Initiative 594 is a complex piece of legislation. Its text fills 18 pages, many of them technical changes to existing state statutes. Pages 2 through 6 are filled with a series of definitions to make the reader’s eyes glaze over. That didn’t stop voters. Neither did the presence on the ballot of a competition measure that actually relaxed background checks beyond even their present gelatinous condition. Washington voters passed this gun measure even as they reelected a Republican governing majority to their state Senate.
Initiative 594 was decisively leading in the polls even before the October 4 shooting at Washington’s Marysville-Pilchuck High School in which four students lost their lives, including the 15-year-old shooter. So strong was support for the initiative—nearly 2 to 1 through most of the fall—that the NRA effectively conceded the contest, with the result that supporters of the initiative outspent opponents by a margin of $10 million to barely half a million. (Initiative spending in Washington must be disclosed, but is not otherwise limited.)
This rare retreat by the NRA sets an example of how gun safety might be extended state-by-state in the years ahead. The initiative’s effect is modest and compelling. Subject to a few carefully delineated exceptions (gifts between family members, loans of firearms to a person in imminent danger of bodily harm, genuine antiques that use ammunition no longer commercially sold, and so forth), any sale or transfer of any weapon must comply with the same terms and conditions that apply to a sale by a licensed gun dealer. In other words: no more gun show loophole. Gun shows may continue. Non-licensed venders may continue to offer guns at gun shows. But if a non-licensed vender finds a buyer, vender and buyer must proceed to a licensed gun dealer and submit the buyer’s name for a background check before the sale can be legally completed.
What’s the case against such a measure? The scenarios conjured by gun advocates to swing undecided voters sounded absurdly far-fetched: What about the woman who is being stalked—but who isn’t literally in imminent harm—who can’t get to a gun dealer for some reason to pass the background check herself—and wants to borrow a weapon from a friend?
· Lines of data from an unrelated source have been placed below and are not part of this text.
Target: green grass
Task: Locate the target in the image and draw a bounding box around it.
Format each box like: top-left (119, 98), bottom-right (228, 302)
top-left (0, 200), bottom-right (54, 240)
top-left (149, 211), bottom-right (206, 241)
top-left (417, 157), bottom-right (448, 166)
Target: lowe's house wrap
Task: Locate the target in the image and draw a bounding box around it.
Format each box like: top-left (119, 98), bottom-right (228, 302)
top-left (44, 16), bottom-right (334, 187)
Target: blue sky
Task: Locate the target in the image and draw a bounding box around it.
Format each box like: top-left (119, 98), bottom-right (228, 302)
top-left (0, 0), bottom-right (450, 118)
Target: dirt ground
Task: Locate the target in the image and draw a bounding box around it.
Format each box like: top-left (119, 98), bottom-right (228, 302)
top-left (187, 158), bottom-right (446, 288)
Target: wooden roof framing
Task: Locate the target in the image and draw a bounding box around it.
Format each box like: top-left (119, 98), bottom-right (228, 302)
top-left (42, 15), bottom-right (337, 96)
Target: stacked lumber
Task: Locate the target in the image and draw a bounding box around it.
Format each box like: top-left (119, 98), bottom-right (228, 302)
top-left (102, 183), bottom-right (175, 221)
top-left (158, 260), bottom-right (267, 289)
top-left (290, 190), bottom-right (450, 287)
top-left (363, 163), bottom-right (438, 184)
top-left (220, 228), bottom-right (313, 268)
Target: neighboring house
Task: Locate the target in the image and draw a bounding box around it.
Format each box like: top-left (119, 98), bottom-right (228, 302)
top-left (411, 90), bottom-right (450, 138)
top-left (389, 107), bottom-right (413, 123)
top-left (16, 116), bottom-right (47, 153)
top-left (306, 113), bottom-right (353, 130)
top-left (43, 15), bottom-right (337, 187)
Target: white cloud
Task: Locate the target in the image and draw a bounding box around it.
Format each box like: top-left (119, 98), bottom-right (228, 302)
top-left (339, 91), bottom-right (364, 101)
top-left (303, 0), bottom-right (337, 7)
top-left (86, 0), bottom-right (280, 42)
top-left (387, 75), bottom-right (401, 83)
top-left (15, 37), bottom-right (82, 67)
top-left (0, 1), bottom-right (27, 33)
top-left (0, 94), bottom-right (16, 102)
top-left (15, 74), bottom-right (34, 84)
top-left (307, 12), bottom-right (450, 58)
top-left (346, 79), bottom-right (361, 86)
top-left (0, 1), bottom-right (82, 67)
They rallied their base with a straightforward message of paranoia, that any measure to deny weapons to the mentally ill is the first step on the slippery slope to the total confiscation of all privately owned firearms, on the way to the imposition of a totalitarian regime across the United States. It’s troubling that such a message can rally one-third of a state’s voters. But the message of 594 is that while one-third may be enough to scare a congressman, it’s not enough to halt a well-funded voter initiative.